This can be concerning even to those who are nowhere near retirement, and understandably, many Americans are nervous about investing. However, right now is actually an excellent time to invest in the stock market.
Recessions are prime investing opportunities
Nearly two-thirds of Americans are concerned a major recession is coming, according to a recent survey from Allianz. In addition, approximately 41% of survey respondents say they're too nervous to invest in the stock market right now, up from 35% at the end of 2019.
The stock market can be intimidating whether we're in the middle of a recession or the economy is booming. Because there's always some degree of risk involved when investing in the stock market, it can be nerve-wracking to put your financial future on the line. However, investing is one of the best ways to build long-term wealth, and investing during a recession can be even more fruitful.

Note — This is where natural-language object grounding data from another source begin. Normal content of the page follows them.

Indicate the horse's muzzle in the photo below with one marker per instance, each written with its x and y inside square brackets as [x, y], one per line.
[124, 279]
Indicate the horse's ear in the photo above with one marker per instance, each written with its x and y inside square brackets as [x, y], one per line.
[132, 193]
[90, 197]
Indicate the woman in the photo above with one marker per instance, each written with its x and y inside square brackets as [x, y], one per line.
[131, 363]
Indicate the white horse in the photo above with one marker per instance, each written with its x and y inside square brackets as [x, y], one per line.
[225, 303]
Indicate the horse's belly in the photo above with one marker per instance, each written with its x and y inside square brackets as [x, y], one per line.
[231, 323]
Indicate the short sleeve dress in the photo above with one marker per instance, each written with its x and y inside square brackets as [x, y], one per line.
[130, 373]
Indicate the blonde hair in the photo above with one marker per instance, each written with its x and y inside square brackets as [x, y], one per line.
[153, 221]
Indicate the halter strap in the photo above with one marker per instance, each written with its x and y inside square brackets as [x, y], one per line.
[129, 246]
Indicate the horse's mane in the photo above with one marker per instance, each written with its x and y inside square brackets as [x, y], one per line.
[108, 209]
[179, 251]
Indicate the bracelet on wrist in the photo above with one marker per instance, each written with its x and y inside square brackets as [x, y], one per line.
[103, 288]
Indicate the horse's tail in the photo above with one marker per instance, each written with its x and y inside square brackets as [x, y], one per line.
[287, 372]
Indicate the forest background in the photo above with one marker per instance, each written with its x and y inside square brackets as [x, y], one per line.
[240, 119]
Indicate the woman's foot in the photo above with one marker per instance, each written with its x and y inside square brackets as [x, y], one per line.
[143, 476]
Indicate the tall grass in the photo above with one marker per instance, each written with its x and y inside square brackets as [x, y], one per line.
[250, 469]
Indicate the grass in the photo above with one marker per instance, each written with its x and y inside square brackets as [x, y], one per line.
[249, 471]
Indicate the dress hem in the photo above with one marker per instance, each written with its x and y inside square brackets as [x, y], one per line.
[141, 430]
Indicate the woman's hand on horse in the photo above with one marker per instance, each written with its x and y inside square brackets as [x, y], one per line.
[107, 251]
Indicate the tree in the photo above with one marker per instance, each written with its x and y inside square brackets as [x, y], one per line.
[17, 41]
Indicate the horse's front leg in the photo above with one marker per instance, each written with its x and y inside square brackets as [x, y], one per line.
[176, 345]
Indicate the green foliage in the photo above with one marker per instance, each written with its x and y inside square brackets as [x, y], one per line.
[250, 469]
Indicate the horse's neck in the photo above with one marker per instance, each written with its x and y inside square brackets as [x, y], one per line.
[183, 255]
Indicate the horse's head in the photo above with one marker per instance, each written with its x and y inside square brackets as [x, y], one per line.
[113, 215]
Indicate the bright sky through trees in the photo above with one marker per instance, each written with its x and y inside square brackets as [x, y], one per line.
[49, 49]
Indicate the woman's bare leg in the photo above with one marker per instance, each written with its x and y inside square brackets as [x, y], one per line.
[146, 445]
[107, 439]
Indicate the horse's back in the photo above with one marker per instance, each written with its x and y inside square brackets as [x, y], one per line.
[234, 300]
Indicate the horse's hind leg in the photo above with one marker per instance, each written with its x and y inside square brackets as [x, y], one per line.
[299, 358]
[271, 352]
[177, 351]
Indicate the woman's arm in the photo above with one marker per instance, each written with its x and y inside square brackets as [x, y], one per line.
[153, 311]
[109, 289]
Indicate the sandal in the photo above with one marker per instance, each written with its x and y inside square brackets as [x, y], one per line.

When the market is down, stock prices are at their lowest. That's a good thing in one way, because it allows you to buy when stocks are essentially on sale. Everyone wants to buy low and sell high, so right now is your chance to buy low. The market will bounce back on its own, and during that time stock prices will increase. By the time you're ready to retire, your investments will likely be worth significantly more.
If you stop investing now (or worse, pull your money out of the stock market altogether), you're missing out on the chance to reap the rewards of the market's recovery. Again, the market will recover given enough time. If you press pause on investing until the economy is booming again, you'll miss out on these bargain stock prices.
How much should you be investing right now?
While right now is a great opportunity to invest, exactly how much you should invest depends on your personal situation.
As a general rule, you shouldn't put any money into the stock market that you think you may need in the foreseeable future. It's best to leave your investments alone for as long as possible, so if your finances are shaky right now, it might be a good idea to work on building up your emergency fund before you invest all your extra cash.
If you've already built a healthy emergency fund and have some extra cash to invest, the next step is figuring out how much you should contribute to your retirement fund. If you have access to a 401(k) that offers employer matching contributions, aim to invest at least enough to earn the full match. Matching contributions are basically free money, and you can potentially double your retirement contributions by taking full advantage of them.
These are uncertain times, and it can be concerning to see the stock market in a free fall. But remember that no matter how dark things may look now, the economy -- and your investments -- will recover. The silver lining is that by investing when the market is down, your gains will be even more significant down the road.